I'm having trouble coming up with the regex I need to do this find/replace in Notepad++. I'm fine with needing a couple of separate searches to complete the process.
Basically I need to add a | at the beginning and end of every line from a CSV, plus replace all the , with |. Then, on any value with only 1 character, I need to put two spaces around the character on each side ("A" becomes " A ")
Source:
col1,col2,col3,col4,col5,col6
name,desc,something,else,here,too
another,,three,,,
single,characters,here,a,b,c
last,line,here,,almost,
Results:
|col1|col2|col3|col4|col5|col6|
|name|desc|something|else|here|too|
|another||three||||
|single|characters|here| a | b | c |
|last|line|here||almost||
Adding the | to the beginning and the end of the line is simple enough, and replacing , with | is obviously straightforward. But I can't come up with the regex to find |x| where x is limited to a single character. I'm sure it is simple, but I'm new to regex.
Regex:
(?:(^)|(?!^)\G)(?:([^\r\n,]{2,})|([^\r\n,]))?(?:(,$)|(,)|($))
Replacement string:
(?{1}|)(?{2}\2)(?{3} \3 )(?{4}||)(?{5}|)(?{6}|)
Ugly, dirty and long but works.
Regex Explanation:
(?: # Start of non-capturing group (a)
(^) # Assert beginning of line (CP #1)
| # Or
(?!^) # //
\G # Match at previous matched position
) # End of non-capturing group (a)
(?: # Start of non-capturing group (b)
([^\r\n,]{2,}) # Match characters with more than 2-char length (any except \r, \n or `,`) (CP #2)
| # Or
([^\r\n,]) # Match one-char string (CP #3)
)? # Optional - End of non-capturing group (b)

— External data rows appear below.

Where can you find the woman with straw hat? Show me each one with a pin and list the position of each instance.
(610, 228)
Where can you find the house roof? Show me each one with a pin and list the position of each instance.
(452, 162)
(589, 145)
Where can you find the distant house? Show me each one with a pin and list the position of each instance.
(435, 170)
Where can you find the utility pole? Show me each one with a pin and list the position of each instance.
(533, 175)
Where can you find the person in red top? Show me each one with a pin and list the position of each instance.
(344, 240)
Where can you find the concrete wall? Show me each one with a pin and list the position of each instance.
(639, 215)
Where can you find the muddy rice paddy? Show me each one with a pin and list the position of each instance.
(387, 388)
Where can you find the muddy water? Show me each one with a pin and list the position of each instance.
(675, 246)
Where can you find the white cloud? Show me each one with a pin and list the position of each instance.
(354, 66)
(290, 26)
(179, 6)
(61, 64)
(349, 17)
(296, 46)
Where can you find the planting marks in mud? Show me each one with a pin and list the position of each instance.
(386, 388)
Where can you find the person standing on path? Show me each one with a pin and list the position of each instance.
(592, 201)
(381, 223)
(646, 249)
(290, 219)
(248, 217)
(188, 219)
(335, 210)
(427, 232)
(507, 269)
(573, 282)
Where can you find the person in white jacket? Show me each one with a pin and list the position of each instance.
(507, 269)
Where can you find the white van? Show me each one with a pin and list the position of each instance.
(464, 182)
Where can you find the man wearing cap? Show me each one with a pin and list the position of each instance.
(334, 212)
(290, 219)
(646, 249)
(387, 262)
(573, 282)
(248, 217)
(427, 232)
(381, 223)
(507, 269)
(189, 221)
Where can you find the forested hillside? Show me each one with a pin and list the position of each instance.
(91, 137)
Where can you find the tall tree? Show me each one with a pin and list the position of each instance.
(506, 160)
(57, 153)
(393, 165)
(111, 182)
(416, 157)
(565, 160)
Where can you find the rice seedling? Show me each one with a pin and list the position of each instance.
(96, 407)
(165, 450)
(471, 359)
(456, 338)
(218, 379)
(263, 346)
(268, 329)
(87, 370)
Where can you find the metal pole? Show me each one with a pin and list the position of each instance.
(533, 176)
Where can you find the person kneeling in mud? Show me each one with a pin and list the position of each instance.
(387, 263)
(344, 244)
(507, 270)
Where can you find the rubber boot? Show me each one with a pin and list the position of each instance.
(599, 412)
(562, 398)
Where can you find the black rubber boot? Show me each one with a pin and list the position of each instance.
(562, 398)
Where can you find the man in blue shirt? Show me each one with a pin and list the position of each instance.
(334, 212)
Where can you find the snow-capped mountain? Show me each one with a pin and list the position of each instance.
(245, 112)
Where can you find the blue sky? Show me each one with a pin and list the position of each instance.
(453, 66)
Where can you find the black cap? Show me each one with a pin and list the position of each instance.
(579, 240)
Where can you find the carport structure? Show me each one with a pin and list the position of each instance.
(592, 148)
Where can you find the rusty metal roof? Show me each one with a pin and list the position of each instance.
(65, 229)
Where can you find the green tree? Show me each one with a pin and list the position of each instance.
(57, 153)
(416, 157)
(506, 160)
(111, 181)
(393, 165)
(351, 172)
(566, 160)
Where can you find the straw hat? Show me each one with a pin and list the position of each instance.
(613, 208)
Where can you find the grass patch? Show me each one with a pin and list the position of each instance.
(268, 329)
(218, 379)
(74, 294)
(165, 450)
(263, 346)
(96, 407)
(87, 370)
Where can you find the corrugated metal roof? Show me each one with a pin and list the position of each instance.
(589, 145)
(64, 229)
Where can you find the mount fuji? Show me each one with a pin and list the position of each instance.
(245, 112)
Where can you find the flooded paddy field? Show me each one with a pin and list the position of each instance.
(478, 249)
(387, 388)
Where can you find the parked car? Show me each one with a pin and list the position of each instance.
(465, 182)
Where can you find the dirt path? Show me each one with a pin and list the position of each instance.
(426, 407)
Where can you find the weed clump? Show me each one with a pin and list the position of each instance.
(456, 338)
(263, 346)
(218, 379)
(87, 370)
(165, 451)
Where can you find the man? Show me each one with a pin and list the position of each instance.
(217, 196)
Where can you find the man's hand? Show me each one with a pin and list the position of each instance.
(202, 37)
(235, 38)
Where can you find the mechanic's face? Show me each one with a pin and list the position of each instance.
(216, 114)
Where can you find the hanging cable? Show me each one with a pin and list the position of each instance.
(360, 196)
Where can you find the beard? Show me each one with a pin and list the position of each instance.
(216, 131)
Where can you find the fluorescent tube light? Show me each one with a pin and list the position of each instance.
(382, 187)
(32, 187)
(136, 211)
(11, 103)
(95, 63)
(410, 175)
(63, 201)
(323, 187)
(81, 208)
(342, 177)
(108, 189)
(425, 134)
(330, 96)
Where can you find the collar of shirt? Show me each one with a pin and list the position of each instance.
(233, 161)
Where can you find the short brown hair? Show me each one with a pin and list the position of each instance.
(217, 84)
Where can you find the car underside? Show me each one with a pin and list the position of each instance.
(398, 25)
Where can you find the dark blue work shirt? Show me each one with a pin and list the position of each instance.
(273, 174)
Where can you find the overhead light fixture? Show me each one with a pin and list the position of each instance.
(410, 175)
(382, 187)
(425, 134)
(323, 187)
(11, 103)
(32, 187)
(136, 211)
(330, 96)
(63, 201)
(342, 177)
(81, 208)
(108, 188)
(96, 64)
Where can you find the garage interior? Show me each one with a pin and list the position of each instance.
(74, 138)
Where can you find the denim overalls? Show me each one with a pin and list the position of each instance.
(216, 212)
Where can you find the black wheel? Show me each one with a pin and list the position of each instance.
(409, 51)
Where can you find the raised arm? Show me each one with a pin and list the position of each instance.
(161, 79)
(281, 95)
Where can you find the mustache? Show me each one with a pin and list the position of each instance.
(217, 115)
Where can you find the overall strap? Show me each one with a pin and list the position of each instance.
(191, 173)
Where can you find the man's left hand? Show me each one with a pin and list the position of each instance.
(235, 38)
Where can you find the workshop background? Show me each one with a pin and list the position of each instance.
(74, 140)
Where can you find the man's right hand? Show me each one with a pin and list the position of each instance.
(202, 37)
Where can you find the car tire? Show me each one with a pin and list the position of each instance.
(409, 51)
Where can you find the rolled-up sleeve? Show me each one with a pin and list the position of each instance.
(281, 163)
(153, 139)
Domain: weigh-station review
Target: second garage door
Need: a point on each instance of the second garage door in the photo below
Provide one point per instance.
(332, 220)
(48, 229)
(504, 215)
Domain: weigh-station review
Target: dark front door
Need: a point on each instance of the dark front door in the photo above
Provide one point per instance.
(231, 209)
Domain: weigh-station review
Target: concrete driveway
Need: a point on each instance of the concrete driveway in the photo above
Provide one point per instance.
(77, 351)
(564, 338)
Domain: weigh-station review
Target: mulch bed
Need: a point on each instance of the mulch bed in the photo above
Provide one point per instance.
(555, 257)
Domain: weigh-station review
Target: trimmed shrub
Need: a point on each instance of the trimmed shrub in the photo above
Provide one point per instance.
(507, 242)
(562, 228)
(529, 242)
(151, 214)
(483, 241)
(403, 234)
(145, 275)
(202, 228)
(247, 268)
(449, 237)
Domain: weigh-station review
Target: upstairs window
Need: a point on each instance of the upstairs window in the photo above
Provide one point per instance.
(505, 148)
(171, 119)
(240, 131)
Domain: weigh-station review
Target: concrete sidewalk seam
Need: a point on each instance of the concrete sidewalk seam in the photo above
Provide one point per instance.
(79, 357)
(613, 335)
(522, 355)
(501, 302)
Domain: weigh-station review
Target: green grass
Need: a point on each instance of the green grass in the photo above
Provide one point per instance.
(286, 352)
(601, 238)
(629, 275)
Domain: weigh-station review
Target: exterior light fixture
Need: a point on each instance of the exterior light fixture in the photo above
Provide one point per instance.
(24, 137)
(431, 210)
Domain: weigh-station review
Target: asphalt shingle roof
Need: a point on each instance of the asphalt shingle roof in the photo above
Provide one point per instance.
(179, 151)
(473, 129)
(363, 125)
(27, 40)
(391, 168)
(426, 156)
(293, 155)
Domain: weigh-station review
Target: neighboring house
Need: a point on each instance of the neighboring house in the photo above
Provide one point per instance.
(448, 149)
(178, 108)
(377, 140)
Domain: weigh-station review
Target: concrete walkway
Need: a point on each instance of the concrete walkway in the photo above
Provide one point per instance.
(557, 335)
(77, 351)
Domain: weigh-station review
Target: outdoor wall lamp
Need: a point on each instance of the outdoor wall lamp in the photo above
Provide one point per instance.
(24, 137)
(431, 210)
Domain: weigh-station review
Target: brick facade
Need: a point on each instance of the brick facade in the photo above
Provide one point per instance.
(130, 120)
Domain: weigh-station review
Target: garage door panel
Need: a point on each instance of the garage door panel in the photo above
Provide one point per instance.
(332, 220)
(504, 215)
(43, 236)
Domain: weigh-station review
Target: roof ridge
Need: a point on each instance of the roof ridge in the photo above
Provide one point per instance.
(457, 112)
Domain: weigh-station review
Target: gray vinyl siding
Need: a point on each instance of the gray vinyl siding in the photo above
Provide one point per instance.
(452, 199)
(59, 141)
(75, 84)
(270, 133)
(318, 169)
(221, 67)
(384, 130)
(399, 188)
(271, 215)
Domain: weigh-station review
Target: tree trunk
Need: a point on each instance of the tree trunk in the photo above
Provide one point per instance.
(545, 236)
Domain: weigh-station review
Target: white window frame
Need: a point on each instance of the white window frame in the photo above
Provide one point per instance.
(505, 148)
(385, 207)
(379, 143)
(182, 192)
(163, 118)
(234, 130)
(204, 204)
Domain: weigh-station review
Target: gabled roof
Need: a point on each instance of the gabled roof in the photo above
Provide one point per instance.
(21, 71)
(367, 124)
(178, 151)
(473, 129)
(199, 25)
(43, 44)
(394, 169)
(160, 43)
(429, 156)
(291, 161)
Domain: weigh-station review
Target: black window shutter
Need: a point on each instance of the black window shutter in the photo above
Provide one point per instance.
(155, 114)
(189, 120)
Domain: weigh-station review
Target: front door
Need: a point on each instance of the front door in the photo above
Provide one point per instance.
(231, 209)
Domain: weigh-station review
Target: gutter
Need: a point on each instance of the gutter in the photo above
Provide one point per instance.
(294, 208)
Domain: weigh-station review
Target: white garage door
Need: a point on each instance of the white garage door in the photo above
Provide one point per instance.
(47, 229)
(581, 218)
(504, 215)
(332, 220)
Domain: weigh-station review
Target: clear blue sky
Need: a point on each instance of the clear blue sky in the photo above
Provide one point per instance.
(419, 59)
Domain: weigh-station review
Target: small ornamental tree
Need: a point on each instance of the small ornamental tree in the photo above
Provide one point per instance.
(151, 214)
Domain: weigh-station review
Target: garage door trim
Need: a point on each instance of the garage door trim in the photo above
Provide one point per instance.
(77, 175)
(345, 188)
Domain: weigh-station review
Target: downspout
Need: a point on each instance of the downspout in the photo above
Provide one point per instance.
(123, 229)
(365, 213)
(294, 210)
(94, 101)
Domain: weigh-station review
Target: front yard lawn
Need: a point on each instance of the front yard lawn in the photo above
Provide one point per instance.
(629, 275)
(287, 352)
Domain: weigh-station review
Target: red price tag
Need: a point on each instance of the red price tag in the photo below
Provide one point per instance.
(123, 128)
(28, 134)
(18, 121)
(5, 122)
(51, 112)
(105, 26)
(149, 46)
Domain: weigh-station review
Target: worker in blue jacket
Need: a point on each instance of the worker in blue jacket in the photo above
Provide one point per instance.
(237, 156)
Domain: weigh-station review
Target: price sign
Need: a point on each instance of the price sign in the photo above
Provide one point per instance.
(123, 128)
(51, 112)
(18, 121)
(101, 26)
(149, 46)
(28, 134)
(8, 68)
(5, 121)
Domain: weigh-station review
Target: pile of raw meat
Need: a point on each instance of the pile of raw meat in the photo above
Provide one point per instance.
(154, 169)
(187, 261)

(?: # Start of non-capturing group (c)
(,$) # Match `,$` (CP #4)
| # Or
(,) # Match single comma (CP #5)
| # Or
($) # Assert end of line (CP #6)
) # End of non-capturing group (c)
Three Step Solution:
Pattern: ^.+$ Replacement: |$0|
Pattern: , Replacement: |
Pattern: (?<=\|)([^|\r\n])(?=\|) Replacement: $0
The first replace adds | at the beginning and at the end, and replaces commas:
Search: ^|$|,
Replace: |
The second replace adds space around single character matches:
Search: (?<=[|])([^|])(?=[|])
Replace: $1
Add spaces to the left and to the right of $1.